There have also been recent rumblings about the job status of Blue Jackets Head Coach Todd Richards. Although Richards did a solid job of steering the Blue Jackets through its darkest of days during the 2011-12 season as well as the furious 19-5-5 late season push towards the playoffs, his overall record with the Blue Jackets currently stands at 50-49-12. Granted, for a team who has generally struggled throughout their 13-year history and only one head coach with a winning record during an extended tenure, a plus .500 record is generally viewed as a rousing success, for a team with increased expectations as well as a team payroll which is right up against the NHL’s salary cap would otherwise tend to lean towards desperation for a sudden change in fortunes. However, Blue Jackets Team President of Hockey Operations John Davidson has preached a ‘brick by brick’ philosophy and Kekalainen is generally regarded as the patient type, although it can also be said that Kekalainen was also the person who ‘rolled the dice’ in acquiring Gaborik via a trade with three previous Blue Jackets starting players as well as the GM who landed one of the premier UFA targets in Horton, even with the knowledge of having to wait until January for his availability.
There are some promising signs for the Blue Jackets: former 4th overall pick in the 2010 NHL Entry Draft, Ryan Johansen, has begun to show the scoring proclivity and the defensive responsibility against their opponent’s top forward lines; 2nd overall pick in the 2012 NHL Entry Draft, Ryan Murray, has shown a scoring touch, defensive prowess and minute-munching capability far greater than his 19 years of age would otherwise suggest; defenseman David Savard, who has finally shown some of the promise the Blue Jackets organization was awaiting for the last 3-4 seasons.

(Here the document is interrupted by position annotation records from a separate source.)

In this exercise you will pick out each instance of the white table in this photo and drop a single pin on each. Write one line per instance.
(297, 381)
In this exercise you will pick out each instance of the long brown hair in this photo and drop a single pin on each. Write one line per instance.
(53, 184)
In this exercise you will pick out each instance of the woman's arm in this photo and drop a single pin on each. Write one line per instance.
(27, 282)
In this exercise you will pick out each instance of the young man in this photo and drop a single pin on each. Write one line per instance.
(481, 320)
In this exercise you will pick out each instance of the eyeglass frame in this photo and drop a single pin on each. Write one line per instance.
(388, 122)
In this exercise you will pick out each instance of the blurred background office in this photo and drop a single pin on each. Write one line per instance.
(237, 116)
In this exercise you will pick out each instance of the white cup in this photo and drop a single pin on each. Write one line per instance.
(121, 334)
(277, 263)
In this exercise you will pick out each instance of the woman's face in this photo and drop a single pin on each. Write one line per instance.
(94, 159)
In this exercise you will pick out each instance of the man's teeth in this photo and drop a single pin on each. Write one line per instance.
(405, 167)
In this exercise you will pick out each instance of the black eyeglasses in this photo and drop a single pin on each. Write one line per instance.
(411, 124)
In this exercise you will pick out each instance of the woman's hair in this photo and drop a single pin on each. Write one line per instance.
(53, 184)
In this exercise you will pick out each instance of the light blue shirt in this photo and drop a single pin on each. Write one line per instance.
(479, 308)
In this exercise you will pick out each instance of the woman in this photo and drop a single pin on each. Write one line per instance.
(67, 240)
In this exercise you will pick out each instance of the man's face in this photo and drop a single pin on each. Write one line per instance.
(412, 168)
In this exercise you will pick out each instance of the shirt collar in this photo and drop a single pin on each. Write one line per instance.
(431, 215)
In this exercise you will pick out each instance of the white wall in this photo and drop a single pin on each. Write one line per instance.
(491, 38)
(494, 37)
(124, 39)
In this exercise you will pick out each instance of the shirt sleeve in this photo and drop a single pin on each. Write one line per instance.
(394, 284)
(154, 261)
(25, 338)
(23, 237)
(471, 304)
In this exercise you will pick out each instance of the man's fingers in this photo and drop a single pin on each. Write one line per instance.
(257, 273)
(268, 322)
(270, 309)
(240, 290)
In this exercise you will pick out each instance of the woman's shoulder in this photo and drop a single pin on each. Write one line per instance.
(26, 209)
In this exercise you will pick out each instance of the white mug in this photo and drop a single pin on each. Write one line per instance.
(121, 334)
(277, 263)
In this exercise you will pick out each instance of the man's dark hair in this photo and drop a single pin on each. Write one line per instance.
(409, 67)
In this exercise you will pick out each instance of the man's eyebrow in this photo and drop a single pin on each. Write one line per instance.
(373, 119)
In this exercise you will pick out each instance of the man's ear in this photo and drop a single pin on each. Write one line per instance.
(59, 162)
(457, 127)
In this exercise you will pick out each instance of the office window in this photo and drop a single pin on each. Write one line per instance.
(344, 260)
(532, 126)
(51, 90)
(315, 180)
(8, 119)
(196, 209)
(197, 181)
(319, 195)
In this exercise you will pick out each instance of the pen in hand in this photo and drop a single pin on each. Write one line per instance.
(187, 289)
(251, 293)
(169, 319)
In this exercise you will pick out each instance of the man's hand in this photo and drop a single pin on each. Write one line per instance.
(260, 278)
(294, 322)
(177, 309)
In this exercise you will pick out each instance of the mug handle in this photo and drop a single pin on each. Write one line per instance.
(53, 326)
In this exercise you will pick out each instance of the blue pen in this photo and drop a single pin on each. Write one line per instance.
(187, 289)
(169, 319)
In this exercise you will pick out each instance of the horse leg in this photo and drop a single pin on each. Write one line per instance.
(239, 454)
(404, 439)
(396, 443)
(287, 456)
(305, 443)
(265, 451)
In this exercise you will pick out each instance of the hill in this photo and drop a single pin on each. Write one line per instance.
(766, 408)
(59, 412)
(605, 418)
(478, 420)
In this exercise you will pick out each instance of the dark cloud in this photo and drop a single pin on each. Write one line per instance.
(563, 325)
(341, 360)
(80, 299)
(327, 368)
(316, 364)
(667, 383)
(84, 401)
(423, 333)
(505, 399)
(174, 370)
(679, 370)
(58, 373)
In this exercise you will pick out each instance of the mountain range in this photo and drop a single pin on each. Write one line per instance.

What works in the favor of the Blue Jackets current holding pattern is the aforementioned overall weakness of the Metropolitan Division and the Eastern Conference, something that its current record would otherwise position itself for next year’s NHL Entry Draft in their former membership in the tough, brutal Western Conference where they would reside near the bottom of the Western Conference standings.
However, the Blue Jackets do need to step up their efforts if they hope to make the Stanley Cup playoffs. Although they are not far away from the 8th and final playoff position at this point of the season, six of those teams have recently caught fire and have posted a winning record in their last 10-15 games played and the other team above them, the Ottawa Senators, are a talented team projected by many pundits to qualify for the Stanley Cup playoffs.
So, unless the Blue Jackets could experience a surge in their play and fortunes, it appears that they’re stuck in a holding pattern for the time being.